Hey, thank you. Jim, Jim, congratulations on your first conference call.

Thank you, Marc.

Help me to understand a little more about your objective, number one. You said that you have a proven performance with DARPA and the focus has been sepsis that we understand. You build and received $4.9 million of revenues. You hope that -- you’ve got another $200,000 to collect. You hope they approve year five of the sepsis project. They also allowed you to shift about $1.5 million from research activity to production activity. And I was just wondering is there an opportunity to here where DARPA might be interested in expanding their research development efforts into other areas that would benefit the company?
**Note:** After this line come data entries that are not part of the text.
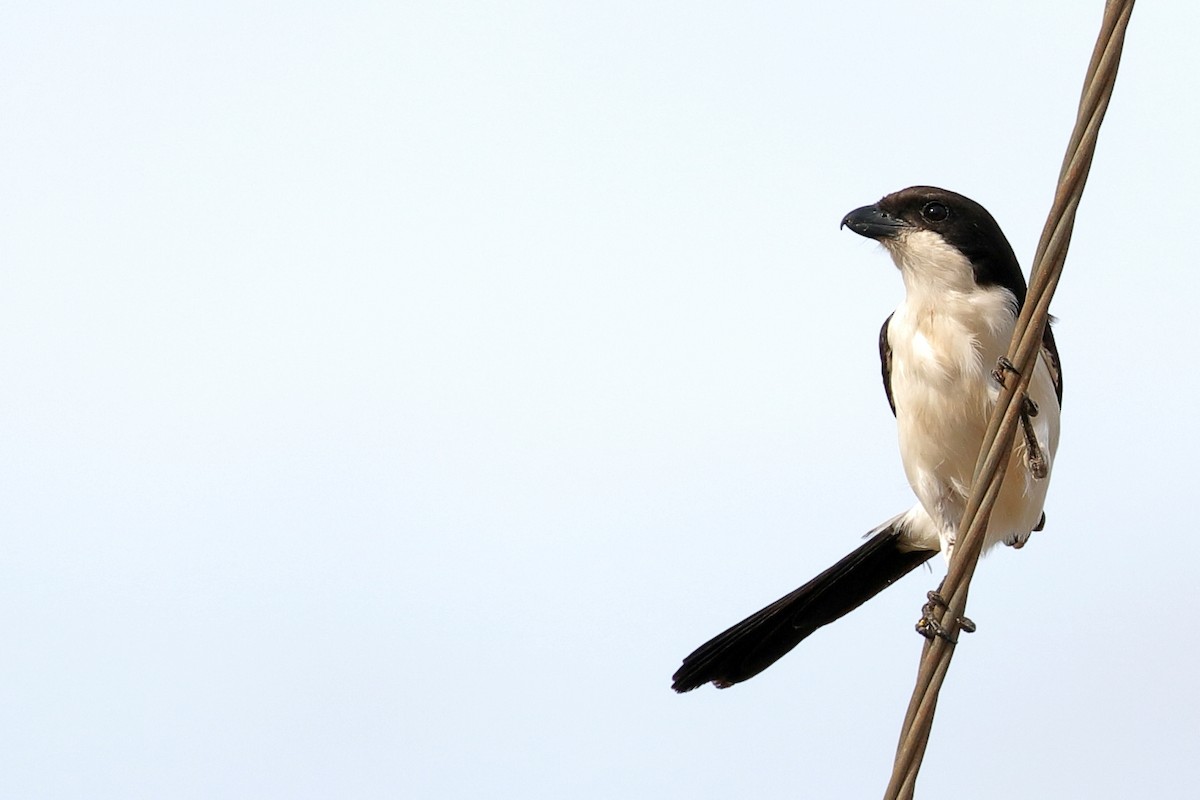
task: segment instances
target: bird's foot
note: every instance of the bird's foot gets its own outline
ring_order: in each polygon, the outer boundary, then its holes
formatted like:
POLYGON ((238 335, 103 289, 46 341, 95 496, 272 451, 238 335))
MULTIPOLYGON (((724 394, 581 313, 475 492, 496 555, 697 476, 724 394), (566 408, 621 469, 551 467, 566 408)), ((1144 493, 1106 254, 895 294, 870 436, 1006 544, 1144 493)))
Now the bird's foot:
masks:
POLYGON ((1008 375, 1008 374, 1019 375, 1021 373, 1016 369, 1016 367, 1013 365, 1013 362, 1008 360, 1007 355, 1002 355, 998 359, 996 359, 996 368, 991 371, 991 378, 997 384, 1000 384, 1001 386, 1003 386, 1004 385, 1004 375, 1008 375))
POLYGON ((949 609, 949 604, 946 602, 946 597, 942 597, 941 593, 936 590, 930 591, 925 596, 929 599, 929 602, 922 606, 920 619, 917 621, 917 632, 920 633, 923 637, 930 640, 932 640, 934 637, 937 637, 941 639, 946 639, 950 644, 958 644, 959 631, 962 631, 965 633, 976 632, 976 624, 972 622, 966 616, 959 616, 955 620, 958 622, 956 627, 947 628, 938 621, 938 618, 942 615, 940 612, 946 612, 947 609, 949 609))
POLYGON ((1021 402, 1021 431, 1025 432, 1025 463, 1030 468, 1030 475, 1034 480, 1044 480, 1050 474, 1050 464, 1046 463, 1042 445, 1038 444, 1038 435, 1033 432, 1032 417, 1038 415, 1038 405, 1028 397, 1021 402))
Mark, I appreciate your question. The DARPA program -- first, I want to point out that the goal of the DARPA program is to complete the development of the device through a combination of multiple team players that is ready to be submitted through an IDE to FDA at the end of year five. Along the way, different performers have achieved different milestones. Along the way in our case, we have collected human data which is very valuable. I think as a result of our increasing collection of human data and the increasing knowledge that latent viral pathogens contribute primarily to mortality in sepsis patients. There is the possibility that we could rearrange some of our milestone developments. And certainly, we’d like to talk to DARPA about other programs in the future. But we've appreciated their ability to rearrange revenues to help support our manufacturing. Some of that support actually contributed to a most recent GMP manufacturing run of Hemopurifiers that were shipped to our clinical site in Houston. So, I appreciate the question. We’ve enjoyed our relationship with DARPA and other participants in the program.

Thank you.

Thank you.

And this concludes our question-and-answer Session. I would like to turn the conference back over to management for any cleansing remarks.

I appreciate everyone's participation. I hope everybody will tune-in in approximately 90 days when we have our next quarterly call. And we’ll discuss the milestone objectives that we laid out and assess our progress.

The conference is now concluded. Thank you for attending today’s presentation. You may now disconnect.